El Gobierno nacional presentó la actualización de la Política Nacional de Educación Ambiental (PNEA), un instrumento que orientará las acciones educativas relacionadas con la sostenibilidad y la protección de los recursos naturales en Colombia.
La nueva política fue liderada por los ministerios de Educación Nacional y de Ambiente y Desarrollo Sostenible, en un proceso que actualiza los lineamientos establecidos hace más de dos décadas para responder a los desafíos ambientales contemporáneos.
Según las entidades responsables, la formulación de esta versión renovada se desarrolló mediante un amplio ejercicio participativo en el que intervinieron más de 12.000 personas provenientes de distintas regiones del país.
La actualización incorpora enfoques relacionados con el cambio climático, la pérdida de biodiversidad, la justicia ambiental y la construcción de territorios sostenibles, temas que hoy ocupan un lugar central en las agendas educativas y ambientales.
Uno de los objetivos principales consiste en fortalecer las capacidades de estudiantes, docentes y comunidades para comprender los desafíos ambientales y participar activamente en la búsqueda de soluciones desde sus contextos locales.
La política reconoce la importancia de integrar el conocimiento científico con los saberes ancestrales, comunitarios y territoriales, promoviendo una visión más amplia de la relación entre sociedad y naturaleza.
Las autoridades destacaron que el documento servirá como guía para instituciones educativas, entidades territoriales, organizaciones sociales y actores comunitarios comprometidos con la formación ambiental.
La estrategia también busca fortalecer espacios de participación ciudadana y educación para la sostenibilidad, promoviendo procesos pedagógicos que trasciendan las aulas y se articulen con las realidades de cada región.

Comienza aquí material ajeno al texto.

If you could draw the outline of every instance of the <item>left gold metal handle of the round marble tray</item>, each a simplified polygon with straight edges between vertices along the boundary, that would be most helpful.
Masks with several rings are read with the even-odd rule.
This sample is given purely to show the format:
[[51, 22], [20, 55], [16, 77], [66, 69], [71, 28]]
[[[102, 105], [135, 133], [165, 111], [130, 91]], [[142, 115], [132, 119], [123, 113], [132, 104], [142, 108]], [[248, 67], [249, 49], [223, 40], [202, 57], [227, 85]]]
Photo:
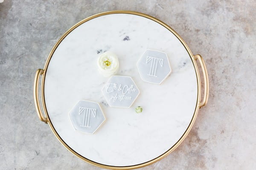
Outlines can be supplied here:
[[35, 101], [35, 109], [36, 112], [38, 113], [39, 119], [45, 123], [48, 122], [47, 117], [45, 117], [42, 113], [42, 110], [40, 108], [39, 105], [39, 98], [38, 98], [38, 82], [39, 82], [39, 78], [41, 75], [44, 74], [44, 70], [43, 69], [38, 69], [35, 73], [35, 82], [34, 82], [34, 101]]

Las Corporaciones Autónomas Regionales, instituciones educativas y demás actores vinculados al Sistema Nacional Ambiental tendrán un papel relevante en la implementación de las acciones contempladas en la nueva política.
Con esta actualización, el Gobierno espera consolidar una hoja de ruta que contribuya a formar ciudadanos más conscientes de los retos ambientales del país y capaces de participar en la protección de los ecosistemas y el desarrollo sostenible de sus territorios.